即使距離這麽遠,再加上這道光芒已經過去很長時間,但是空氣中的炙熱帶依然沒有消失,在我的視覺感官裏,就像一道赤紅的光帶留在空中,幾乎與地面呈一個平行狀态,射入基地内部。
(從射擊角度來判斷…東南方向…天津那邊打過來的麽…)但我随即立刻否認了這個結論。
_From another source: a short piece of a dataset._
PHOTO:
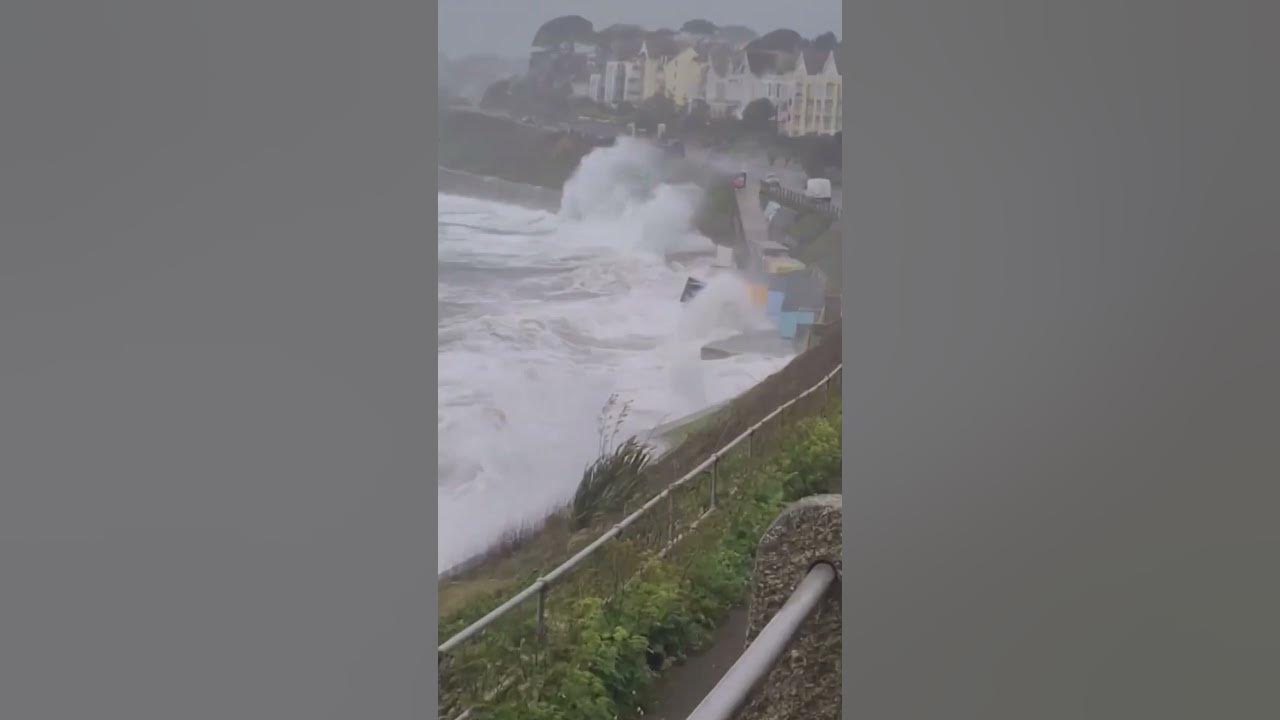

(不對!不存在天津生存基地…那究竟是從哪裏打來的?)
我曾經在鄭州内部的時候就聽說過生存基地建設的相關信息,天津和上海因爲人口密度過大而使得中國放棄修建這個生存基地,因爲北京的基地建設就消耗了大量的人力物力,甚至軍隊都經過了相當的損耗才得以保護這座生存基地的修建,因爲考慮到在人口密度過大的城市修建生存基地所需要的代價太大,這也使得上級在修建了北京之後,放棄了上海以及天津等發達城市的基地建設。
放棄了‘從天津打過來’這一結論之後,繼續下一步推論。(再往東南方向…就是海了…那樣的話,十有八九是渤海上停留的艦隊進行的電磁炮擊,體型足夠龐大的航海艦才能給供給電磁炮足夠龐大的能量和發射基座)
我緩緩的轉身,收回了觀察電磁炮劃過天空遺留下的炙熱帶的目光,繼續向中關村的方向走去。
(守望者腦波的消失,也和這個存在關系麽…人類算是對守望者的基因共振有了點了解了吧,于是在守望者的腦波覆蓋範圍之外進行了超遠距離攻擊麽…)
守望者腦波消失的瞬間,我就感覺,好像自己的一部分突然消失了一樣,原本存在的,此時已經感覺不到,就像曾經身體健全的人在經曆截肢手術之後剛剛在病床上蘇醒的感覺一樣,身體裏似乎少了什麽…但又感覺不到究竟失去了什麽…有種‘心’被抽出去的感覺…此時的心,估計是‘空洞’的吧…即使我已經做好了,守望者會死的準備,但我似乎依然很難接受,守望者的死…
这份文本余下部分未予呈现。